A Associação Brasileira dos Defensores dos Direitos e Bem Estar dos Animais (Associação Viva Bicho) e a Federação das Associações, Organizações Não Governamentais, Sociedades Protetoras dos Animais e Sindicatos de Profissionais da Proteção Animal do Estado do Piauí (FAOS-PI) protocolaram hoje, 10/12, um Recurso contra a decisão do Ministro Teori Zavascki que negou o pedido liminar em um processo de Reclamação Constitucional (Rcl 25869) contra decisão de Juiz de Teresina que manteve a agenda de vaquejada na 66ª Exposição Agropecuária do Piauí (Expoapi).

Entenda o caso:

As entidades de proteção animal ajuizaram ação civil pública com pedido de liminar para que sejam suspensas todas as provas de vaquejada na 66ª Exposição Agropecuária do Piauí (Expoapi) que se realiza em Teresina.
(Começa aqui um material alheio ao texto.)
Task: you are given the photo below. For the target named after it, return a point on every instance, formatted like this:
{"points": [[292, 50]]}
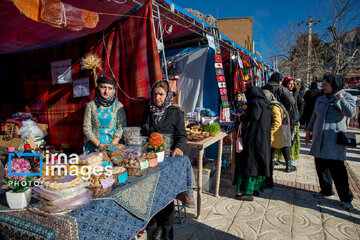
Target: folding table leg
{"points": [[218, 169], [199, 190]]}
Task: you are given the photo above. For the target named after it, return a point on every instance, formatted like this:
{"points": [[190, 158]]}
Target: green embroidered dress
{"points": [[103, 124]]}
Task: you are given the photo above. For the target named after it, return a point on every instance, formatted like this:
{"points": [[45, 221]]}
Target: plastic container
{"points": [[128, 131], [135, 140], [168, 141]]}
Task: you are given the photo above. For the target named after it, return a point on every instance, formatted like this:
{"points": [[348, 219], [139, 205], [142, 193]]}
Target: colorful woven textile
{"points": [[137, 194], [130, 51], [29, 225], [102, 219], [105, 219]]}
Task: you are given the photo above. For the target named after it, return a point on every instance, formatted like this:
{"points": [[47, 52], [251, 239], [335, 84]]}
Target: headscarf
{"points": [[256, 93], [286, 80], [158, 112], [101, 101], [313, 85], [337, 82], [275, 77]]}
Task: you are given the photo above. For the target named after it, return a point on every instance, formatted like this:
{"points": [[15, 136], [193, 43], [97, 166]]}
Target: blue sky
{"points": [[269, 15]]}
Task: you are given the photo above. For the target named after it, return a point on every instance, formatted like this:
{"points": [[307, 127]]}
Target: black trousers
{"points": [[165, 220], [328, 170], [286, 153]]}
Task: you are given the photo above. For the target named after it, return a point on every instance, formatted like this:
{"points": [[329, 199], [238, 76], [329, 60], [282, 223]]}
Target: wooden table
{"points": [[201, 145]]}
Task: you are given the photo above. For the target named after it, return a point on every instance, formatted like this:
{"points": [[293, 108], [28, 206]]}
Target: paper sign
{"points": [[112, 149], [88, 155], [144, 164], [219, 72], [67, 178], [220, 78], [107, 163], [218, 65], [222, 84], [224, 98], [211, 41], [61, 72], [240, 63], [223, 91], [81, 88], [218, 59], [107, 182]]}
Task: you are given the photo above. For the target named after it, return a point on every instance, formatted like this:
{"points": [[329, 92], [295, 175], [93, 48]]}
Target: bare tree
{"points": [[335, 49], [339, 17], [290, 51]]}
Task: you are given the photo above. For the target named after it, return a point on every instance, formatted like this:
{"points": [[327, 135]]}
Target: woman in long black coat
{"points": [[253, 163]]}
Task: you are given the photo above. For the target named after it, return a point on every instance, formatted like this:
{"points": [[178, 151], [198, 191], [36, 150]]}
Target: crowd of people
{"points": [[270, 117], [270, 131]]}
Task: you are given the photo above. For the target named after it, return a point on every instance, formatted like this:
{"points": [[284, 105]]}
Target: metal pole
{"points": [[308, 75], [162, 41]]}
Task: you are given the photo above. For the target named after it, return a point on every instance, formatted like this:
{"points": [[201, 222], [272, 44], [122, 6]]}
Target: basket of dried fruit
{"points": [[136, 166], [152, 158], [120, 175], [101, 185]]}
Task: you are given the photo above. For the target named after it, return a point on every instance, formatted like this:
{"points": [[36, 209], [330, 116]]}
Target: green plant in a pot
{"points": [[19, 194], [212, 128]]}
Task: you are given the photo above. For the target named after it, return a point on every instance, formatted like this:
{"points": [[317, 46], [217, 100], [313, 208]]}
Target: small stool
{"points": [[180, 212]]}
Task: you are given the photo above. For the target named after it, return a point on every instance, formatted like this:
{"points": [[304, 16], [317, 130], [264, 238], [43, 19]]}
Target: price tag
{"points": [[144, 164], [107, 163], [67, 178], [107, 182], [112, 149], [88, 156]]}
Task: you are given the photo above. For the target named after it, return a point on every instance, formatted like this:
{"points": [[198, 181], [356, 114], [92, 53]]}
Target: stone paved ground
{"points": [[293, 209]]}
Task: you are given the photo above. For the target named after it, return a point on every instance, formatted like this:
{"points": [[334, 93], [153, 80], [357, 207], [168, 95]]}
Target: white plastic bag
{"points": [[29, 130]]}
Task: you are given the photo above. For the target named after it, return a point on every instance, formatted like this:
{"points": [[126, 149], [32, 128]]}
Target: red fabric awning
{"points": [[19, 33]]}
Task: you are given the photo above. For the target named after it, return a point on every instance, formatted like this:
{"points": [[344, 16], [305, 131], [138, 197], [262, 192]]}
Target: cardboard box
{"points": [[208, 177], [17, 142]]}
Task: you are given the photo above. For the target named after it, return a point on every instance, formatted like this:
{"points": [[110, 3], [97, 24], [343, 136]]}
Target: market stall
{"points": [[118, 215]]}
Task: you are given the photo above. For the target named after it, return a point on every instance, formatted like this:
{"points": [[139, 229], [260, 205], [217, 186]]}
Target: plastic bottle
{"points": [[10, 150], [27, 149]]}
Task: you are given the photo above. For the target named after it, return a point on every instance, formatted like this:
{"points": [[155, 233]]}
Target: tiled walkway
{"points": [[291, 210]]}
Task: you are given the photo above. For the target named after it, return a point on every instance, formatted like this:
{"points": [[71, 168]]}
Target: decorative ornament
{"points": [[92, 62]]}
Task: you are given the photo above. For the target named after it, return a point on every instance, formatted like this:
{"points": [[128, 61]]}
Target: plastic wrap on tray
{"points": [[61, 199], [68, 205], [135, 140], [131, 131], [56, 194]]}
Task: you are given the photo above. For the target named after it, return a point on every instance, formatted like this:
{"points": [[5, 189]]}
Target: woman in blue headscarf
{"points": [[104, 117]]}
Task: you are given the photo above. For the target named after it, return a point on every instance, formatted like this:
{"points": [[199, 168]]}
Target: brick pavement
{"points": [[293, 209]]}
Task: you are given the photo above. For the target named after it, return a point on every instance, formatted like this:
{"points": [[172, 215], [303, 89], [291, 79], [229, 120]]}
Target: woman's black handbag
{"points": [[346, 138]]}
A liminar pleiteada foi negada pelo Juiz João Gabriel Furtado Baptista, Juiz de Direito da 2ª Vara dos Feitos da Fazenda Pública da Comarca de TERESINA, sob o argumento de que :

  1.  A decisão do STF na ADI 4983 não tem efeito erga omnes e não determina formalmente o impedimento para tais eventos de uma forma geral;
  2. Quanto aos atos de crueldade e de maus tratos contra animais, segundo o Juiz, as entidades não demonstram que no âmbito do Estado do Piauí, e mais especificamente no Parque de Exposição em questão, estes tenham ocorrido ou estejam ocorrendo.

As entidades ingressaram com uma Reclamação Constitucional contra a decisão do Juíz de Teresina, que foi distribuída ao Ministro Teori Zavascki.

O Ministro negou o pedido das entidades, e não só, reforçou o sentimento de insatisfação que a sociedade brasileira tem demonstrado quanto ao descumprimento por autoridades, de decisões judiciais proferidas pelo Supremo Tribunal Federal.

Em sua decisão o Ministro argumentou que decisão do Juiz é provisória e que a Reclamação só caberia quando as decisões forem definitivas. Alem disso argumentou que a decisão na ADI 4983 se limitou a declarar a lei cearense, que regulamentava a vaquejada inconstitucional, não sendo cabível, até o presente momento, extrair conclusão no sentido da proibição de sua prática em todo o território nacional.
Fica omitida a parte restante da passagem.